Yup, what Jony said

In a recent interview with TIME magazine, Apple’s legendary head of design Jony Ive was quoted as saying this, when it comes to designing a new product: 

Objects and their manufacture are inseparable. You understand a product if you understand how it’s made. I want to know what things are for, how they work, what they can or should be made of, before I even begin to think what they should look like.

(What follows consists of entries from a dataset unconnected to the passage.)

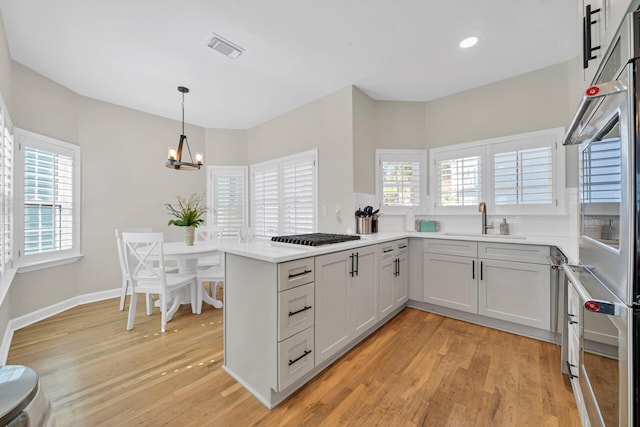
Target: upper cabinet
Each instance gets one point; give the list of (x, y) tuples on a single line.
[(599, 21)]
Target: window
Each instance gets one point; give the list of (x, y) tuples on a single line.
[(401, 180), (228, 198), (514, 175), (283, 194), (50, 196), (460, 181), (523, 177), (6, 193), (459, 173)]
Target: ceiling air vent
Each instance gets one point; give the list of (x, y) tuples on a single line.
[(224, 46)]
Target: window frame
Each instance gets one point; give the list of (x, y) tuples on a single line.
[(24, 138), (487, 149), (213, 171), (459, 151), (278, 164), (398, 155), (7, 265)]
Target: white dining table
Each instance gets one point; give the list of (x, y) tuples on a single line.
[(187, 259)]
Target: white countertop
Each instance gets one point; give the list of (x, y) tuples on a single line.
[(266, 250)]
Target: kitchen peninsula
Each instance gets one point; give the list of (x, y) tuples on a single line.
[(291, 311)]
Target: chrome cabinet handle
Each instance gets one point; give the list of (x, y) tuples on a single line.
[(306, 352), (569, 366), (588, 49), (305, 308), (291, 276)]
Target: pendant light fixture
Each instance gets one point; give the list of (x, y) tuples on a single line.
[(175, 155)]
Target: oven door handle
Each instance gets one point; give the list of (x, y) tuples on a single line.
[(591, 94)]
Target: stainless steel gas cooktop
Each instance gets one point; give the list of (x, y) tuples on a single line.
[(315, 239)]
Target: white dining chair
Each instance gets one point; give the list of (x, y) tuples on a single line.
[(126, 280), (141, 253)]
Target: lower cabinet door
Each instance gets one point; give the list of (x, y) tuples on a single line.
[(450, 281), (295, 358), (401, 281), (515, 291)]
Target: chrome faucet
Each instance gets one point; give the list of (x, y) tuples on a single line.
[(483, 209)]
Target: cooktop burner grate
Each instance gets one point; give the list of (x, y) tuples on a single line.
[(315, 239)]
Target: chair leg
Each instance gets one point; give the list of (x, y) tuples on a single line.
[(132, 311), (149, 304), (123, 293), (196, 303), (163, 313), (214, 288), (199, 296), (175, 304)]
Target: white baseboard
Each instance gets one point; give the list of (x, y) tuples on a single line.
[(43, 313)]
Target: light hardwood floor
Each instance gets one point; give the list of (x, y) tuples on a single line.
[(420, 369)]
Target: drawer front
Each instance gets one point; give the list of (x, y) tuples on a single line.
[(402, 246), (295, 358), (295, 273), (296, 310), (514, 252), (386, 250), (451, 247)]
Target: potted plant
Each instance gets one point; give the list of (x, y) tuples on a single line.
[(188, 214)]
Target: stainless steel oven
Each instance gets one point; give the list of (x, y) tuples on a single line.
[(602, 368), (606, 129)]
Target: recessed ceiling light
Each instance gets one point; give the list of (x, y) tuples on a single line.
[(468, 42)]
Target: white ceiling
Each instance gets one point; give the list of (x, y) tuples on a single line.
[(136, 52)]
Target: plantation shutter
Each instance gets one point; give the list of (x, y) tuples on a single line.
[(229, 196), (48, 201), (400, 181), (298, 195), (6, 193), (459, 180), (265, 190), (523, 172)]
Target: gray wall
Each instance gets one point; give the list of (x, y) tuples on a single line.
[(541, 99), (325, 124)]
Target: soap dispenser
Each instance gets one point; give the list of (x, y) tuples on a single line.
[(504, 227)]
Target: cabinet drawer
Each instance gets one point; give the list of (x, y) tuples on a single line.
[(295, 273), (386, 250), (295, 358), (451, 247), (514, 252), (402, 246), (296, 310)]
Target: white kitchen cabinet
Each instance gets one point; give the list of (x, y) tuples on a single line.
[(363, 299), (346, 298), (515, 283), (401, 278), (449, 270), (517, 292), (450, 281), (386, 273), (393, 276), (505, 281)]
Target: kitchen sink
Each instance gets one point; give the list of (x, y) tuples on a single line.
[(484, 236)]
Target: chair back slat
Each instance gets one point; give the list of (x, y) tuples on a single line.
[(142, 251)]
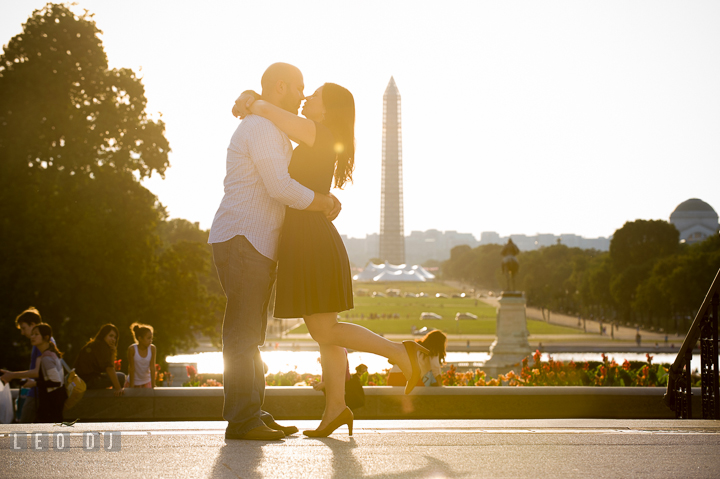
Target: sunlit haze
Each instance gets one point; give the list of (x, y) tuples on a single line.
[(517, 117)]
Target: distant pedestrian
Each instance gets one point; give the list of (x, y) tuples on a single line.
[(96, 362), (50, 381), (141, 358), (48, 371), (25, 322), (436, 342)]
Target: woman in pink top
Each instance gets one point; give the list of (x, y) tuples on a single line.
[(141, 357)]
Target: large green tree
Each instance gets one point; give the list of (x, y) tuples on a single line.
[(634, 250), (80, 236)]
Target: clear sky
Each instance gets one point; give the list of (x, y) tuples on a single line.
[(518, 117)]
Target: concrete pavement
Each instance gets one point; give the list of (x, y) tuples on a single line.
[(394, 449)]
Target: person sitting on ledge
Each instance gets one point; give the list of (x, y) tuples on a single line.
[(436, 342), (26, 322), (96, 362), (141, 358)]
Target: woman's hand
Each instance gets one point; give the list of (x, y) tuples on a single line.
[(335, 211), (241, 109)]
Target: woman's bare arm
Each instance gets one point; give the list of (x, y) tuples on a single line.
[(152, 365), (131, 366)]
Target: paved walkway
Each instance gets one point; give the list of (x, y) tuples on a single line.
[(393, 449)]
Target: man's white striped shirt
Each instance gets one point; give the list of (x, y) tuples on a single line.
[(257, 187)]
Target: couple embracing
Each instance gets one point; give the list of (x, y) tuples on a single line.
[(274, 225)]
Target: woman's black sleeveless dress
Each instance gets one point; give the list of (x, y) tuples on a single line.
[(313, 273)]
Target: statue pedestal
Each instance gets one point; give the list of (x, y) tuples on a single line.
[(511, 344)]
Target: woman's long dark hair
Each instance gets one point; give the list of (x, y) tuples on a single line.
[(340, 119), (100, 338), (46, 331), (435, 342)]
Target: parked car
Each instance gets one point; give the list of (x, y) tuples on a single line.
[(423, 331)]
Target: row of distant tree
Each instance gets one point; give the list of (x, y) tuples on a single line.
[(647, 278), (81, 238)]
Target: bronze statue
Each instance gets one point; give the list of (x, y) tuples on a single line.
[(510, 264)]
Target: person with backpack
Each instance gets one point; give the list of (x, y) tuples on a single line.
[(25, 322), (49, 374), (141, 358), (96, 362)]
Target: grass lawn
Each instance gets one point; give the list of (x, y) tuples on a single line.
[(409, 310), (481, 326)]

Exactly. This statement wholly captures my design attitude as I insert myself into a start-up context as the main, and—for now—solo designer. For me to be a successful designer impacting the product (a web-based SaaS application for IT Admins) in a significant way, I can’t simply jump to visual styles to beautify—as tempting as it may be! I’ve got to fundamentally understand the product purpose (why it exists and for whom it provides value), the product mechanics (how it all works, as a Big Data analytics tool for IT Datacenters) which means diving into some fairly demanding technical concepts around datacenter operations, and the product manufacture—indeed, how it all gets coded up! What is the actual code construction process in terms of tools used and frameworks applied, for the front-end (like angular.js or CSS3) and back-end (leveraging AWS servers). The more complete my understanding of the product, then the more effective and influential I can be as a designer shaping a bonafide experience that respects the product’s essence. And then…I can amplify the product to the next level via beautiful and rigorous design. Designing a software experience implies knowing how it’s constructed, to have maximum impact.